NAA10 is the catalytic subunit of the major N-terminal acetyltransferase complex NatA which acetylates almost half the human proteome. Over the past decade, many NAA10 missense variants have been reported as causative of genetic disease in humans. Individuals harboring NAA10 variants often display variable degrees of intellectual disability (ID), developmental delay, and cardiac anomalies. Initially, carrier females appeared to be oligo- or asymptomatic with X-inactivation pattern skewed towards the wild type allele. However, recently it has been shown that NAA10 variants can cause syndromic or non-syndromic intellectual disability in females as well. The impact of specific NAA10 variants and the X-inactivation pattern on the individual phenotype in females remains to be elucidated. Here we present a novel de novo NAA10 (NM_003491.3) c.[47A > C];[=] (p.[His16Pro];[=]) variant identified in a young female. The 10-year-old girl has severely delayed motor and language development, disturbed behavior with hyperactivity and restlessness, moderate dilatation of the ventricular system and extracerebral CSF spaces. Her blood leukocyte X-inactivation pattern was skewed (95/5) towards the maternally inherited X-chromosome. Our functional study indicates that NAA10 p.(H16P) impairs NatA complex formation and NatA catalytic activity, while monomeric NAA10 catalytic activity appears to be intact. Furthermore, cycloheximide experiments show that the NAA10 H16P variant does not affect the cellular stability of NAA10. We demonstrate that NAA10 p.(His16Pro) causes a severe form of syndromic ID in a girl most likely through impaired NatA-mediated Nt-acetylation of cellular proteins. X-inactivation analyses showed a skewed X-inactivation pattern in DNA from blood of the patient with the maternally inherited allele being preferentially methylated/inactivated.

中文翻译：

---

一名患有 NAA10 功能障碍和新型杂合 de novo NAA10 p.(His16Pro) 变异的女孩的严重 ID 综合征和 X 轴失活偏斜 - 病例报告。

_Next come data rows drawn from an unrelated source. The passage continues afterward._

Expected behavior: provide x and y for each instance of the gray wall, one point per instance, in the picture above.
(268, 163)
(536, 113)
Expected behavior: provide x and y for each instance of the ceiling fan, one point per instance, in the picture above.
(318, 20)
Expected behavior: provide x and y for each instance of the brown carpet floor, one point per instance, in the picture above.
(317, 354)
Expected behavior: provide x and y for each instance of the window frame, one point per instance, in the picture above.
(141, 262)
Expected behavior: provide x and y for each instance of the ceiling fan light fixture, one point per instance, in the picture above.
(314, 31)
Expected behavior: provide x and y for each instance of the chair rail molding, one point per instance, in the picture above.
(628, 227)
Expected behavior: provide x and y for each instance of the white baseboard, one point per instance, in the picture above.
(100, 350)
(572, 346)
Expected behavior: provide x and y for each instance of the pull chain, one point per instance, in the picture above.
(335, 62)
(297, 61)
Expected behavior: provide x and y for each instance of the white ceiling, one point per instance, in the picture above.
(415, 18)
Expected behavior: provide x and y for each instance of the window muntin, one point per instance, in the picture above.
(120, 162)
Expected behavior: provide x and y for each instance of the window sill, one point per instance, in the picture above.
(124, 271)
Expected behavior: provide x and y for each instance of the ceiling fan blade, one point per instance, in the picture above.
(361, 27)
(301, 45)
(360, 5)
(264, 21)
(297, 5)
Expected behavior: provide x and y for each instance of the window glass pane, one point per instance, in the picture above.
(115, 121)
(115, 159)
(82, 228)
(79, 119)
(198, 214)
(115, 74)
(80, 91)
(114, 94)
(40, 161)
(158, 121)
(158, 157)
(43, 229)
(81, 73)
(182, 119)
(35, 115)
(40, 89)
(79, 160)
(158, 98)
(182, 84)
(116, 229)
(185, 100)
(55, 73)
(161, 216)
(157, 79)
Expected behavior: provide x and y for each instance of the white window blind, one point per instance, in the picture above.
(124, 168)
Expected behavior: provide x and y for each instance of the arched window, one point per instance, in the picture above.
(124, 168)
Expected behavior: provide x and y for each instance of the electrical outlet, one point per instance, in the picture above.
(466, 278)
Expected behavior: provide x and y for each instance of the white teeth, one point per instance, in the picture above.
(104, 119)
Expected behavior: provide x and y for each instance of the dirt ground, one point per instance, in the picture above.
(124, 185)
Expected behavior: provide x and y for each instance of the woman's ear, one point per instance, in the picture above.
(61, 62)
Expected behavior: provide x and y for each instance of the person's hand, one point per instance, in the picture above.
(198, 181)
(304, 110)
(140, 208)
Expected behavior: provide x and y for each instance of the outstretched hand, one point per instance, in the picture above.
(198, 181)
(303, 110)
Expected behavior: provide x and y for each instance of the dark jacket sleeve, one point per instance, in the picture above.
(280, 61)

NAA10 是主要 N 末端乙酰转移酶复合物 NatA 的催化亚基，可乙酰化几乎一半的人类蛋白质组。在过去的十年中，许多 NAA10 错义变异被报道为导致人类遗传疾病的原因。携带 NAA10 变异的个体通常表现出不同程度的智力障碍 (ID)、发育迟缓和心脏异常。最初，携带者雌性似乎没有症状或无症状，X 失活模式偏向野生型等位基因。然而，最近有研究表明，NAA10 变异也可导致女性综合征性或非综合征性智力障碍。特定 NAA10 变异和 X 失活模式对女性个体表型的影响仍有待阐明。在这里，我们提出了在年轻女性中发现的一种新的从头 NAA10 (NM_003491.3) c.[47A > C];[=] (p.[His16Pro];[=]) 变异。这位 10 岁女孩的运动和语言发育严重迟缓，行为紊乱，多动和烦躁，脑室系统和脑脊液间隙中度扩张。她的血液白细胞 X 失活模式 (95/5) 偏向于母系遗传的 X 染色体。我们的功能研究表明，NAA10 p.(H16P) 会损害 NatA 复合物的形成和 NatA 催化活性，而单体 NAA10 催化活性似乎完好无损。此外，放线菌酮实验表明NAA10 H16P变体不会影响NAA10的细胞稳定性。我们证明 NAA10 p.(His16Pro) 很可能是通过 NatA 介导的细胞蛋白 Nt 乙酰化受损而导致女孩出现严重的 ID 综合征。 X 失活分析显示，患者血液 DNA 中的 X 失活模式存在偏差，母系遗传的等位基因优先甲基化/失活。